Bobby cogió la mano de Julie. Necesitaba su contacto. Quería salir de allí. Se sentía arder por dentro. ¿Es que no habían oído ya lo suficiente?
Pero aquél era el problema: no sabía lo que les quedaba por oír ni qué información podría ser crucial para encontrar el medio de enfrentarse con los Pollard.

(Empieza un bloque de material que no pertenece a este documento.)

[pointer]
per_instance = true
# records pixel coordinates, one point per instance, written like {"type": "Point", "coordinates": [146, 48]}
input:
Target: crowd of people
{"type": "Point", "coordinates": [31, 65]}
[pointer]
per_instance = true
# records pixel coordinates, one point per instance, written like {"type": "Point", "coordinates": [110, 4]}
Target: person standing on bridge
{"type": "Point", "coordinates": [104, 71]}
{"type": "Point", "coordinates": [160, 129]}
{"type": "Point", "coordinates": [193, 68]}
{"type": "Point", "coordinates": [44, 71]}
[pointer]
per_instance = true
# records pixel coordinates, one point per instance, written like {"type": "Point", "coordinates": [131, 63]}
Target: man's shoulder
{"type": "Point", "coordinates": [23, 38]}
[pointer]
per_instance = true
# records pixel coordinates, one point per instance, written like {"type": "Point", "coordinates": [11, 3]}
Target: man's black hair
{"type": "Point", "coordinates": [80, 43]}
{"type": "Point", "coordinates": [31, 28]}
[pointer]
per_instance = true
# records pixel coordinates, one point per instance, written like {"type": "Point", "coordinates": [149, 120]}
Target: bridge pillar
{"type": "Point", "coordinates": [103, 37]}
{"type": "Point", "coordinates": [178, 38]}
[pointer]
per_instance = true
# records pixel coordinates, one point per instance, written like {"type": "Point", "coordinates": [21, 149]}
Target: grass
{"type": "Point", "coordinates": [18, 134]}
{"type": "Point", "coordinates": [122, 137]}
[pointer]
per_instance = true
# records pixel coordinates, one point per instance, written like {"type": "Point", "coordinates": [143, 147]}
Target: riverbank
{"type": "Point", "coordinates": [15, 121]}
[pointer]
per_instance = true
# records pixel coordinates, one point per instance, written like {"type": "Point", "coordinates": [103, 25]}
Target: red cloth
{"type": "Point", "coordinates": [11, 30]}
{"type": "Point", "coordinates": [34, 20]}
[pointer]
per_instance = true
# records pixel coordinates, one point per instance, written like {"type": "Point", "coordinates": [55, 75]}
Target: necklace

– Por cierto, cuando Roselle me trajo aquel maletín lleno de dinero, empecé a descubrir que todos los hijos eran engendros, al menos mentalmente, si no físicamente. Y hace siete años, cuando Frank la asesinó vino a mí pidiendo comprensión y cobijo… como si yo le debiera algo. Me contó muchas más cosas de ellos de las que yo hubiera querido saber, demasiadas. Durante los dos años siguientes, me visitó con regularidad, aparecía como un fantasma que quisiera espantarme y no buscar refugio. Pero, por fin, comprendió que aquí no se le había perdido nada, y durante cinco años se mantuvo alejado de mi vida. Hasta hoy, esta noche.